Wer in den vergangenen Monaten die Entwicklung des Stellenmarktes für Computerfachleute beobachtete, konnte feststellen, daß zunehmend Mitarbeiter für Organisation und Koordination gesucht wurden. Nach Berechnungen des EMC Medienservice/ Adecco haben sich die Jobangebote in diesem Bereichin 40 Tageszeitungen inklusive der CW 1998 gegenüber dem Vorjahr auf 5562 Stellen fast verdoppelt (siehe Grafik "Gesuchte Koordinatoren"). Das widerspricht der Expertenmeinung, wonach mit dem langsamen Verschwinden der zentralen DV auch Berufsbilder wie das des DV-Koordinators und des DV-Organisators untergehen werden.

Nach herkömmlicher Definition gehört der Koordinator zum Fachbereich und bildet das Bindeglied zwischen seiner Abteilung und den Computerexperten. Der Mainzer Berater Bruno Grupp, der seit vielen Jahren solche Experten ausbildet und auch Bücher zum Thema veröffentlicht hat, meint, daß der Koordinator zu 80 Prozent Fach- und den Rest IT-Know-how mitbringen sollte. Der Organisator, der seinen Platz in der DV hat, kümmert sich um die Arbeitsabläufe in seiner Abteilung, bei ihm sollte laut Grupp das Verhältnis von IT- zu Betriebswirtschafts-Kenntnissen genau umgekehrt sein wie beim Koordinator.

Die aktuellen Jobofferten zeigen indes - eine Entwicklung, die für DV-Berufe insgesamt gilt -, daß jeder Arbeitgeber die Berufsbilder anders versteht und ihnen unterschiedliche Aufgaben zuordnet.

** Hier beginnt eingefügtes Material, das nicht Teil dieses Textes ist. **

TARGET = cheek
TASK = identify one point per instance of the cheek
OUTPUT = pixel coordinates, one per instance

In den Stellenanzeigen wird vom Koordinator eine Menge IT-Wissen erwartet, von Cobol-Programmierung über Unix bis hin zu WindowsNT. Außerdem scheint er immer öfter in der DV- statt in der Fachabteilung angesiedelt zu sein.

Ein Beispiel für die Veränderung. Roman Wunderli arbeitet als Koordinator im Kantonsspital Winterthur. Der studierte Informatiker gehört zur DV-Abteilung und muß die Fachabteilungen bei der Suche nach IT-Werkzeugen unterstützen. Diese haben freie Hand, für welche Tools sie sich entscheiden. Auch sie müssen also über ein gerütteltes Maß an Computerfachwissen vorfügen. Wunderli hat dabei aufzupassen, daß sich die Computerwünsche der Anwender in die DV-Strategie des Unternehmens integrieren lassen.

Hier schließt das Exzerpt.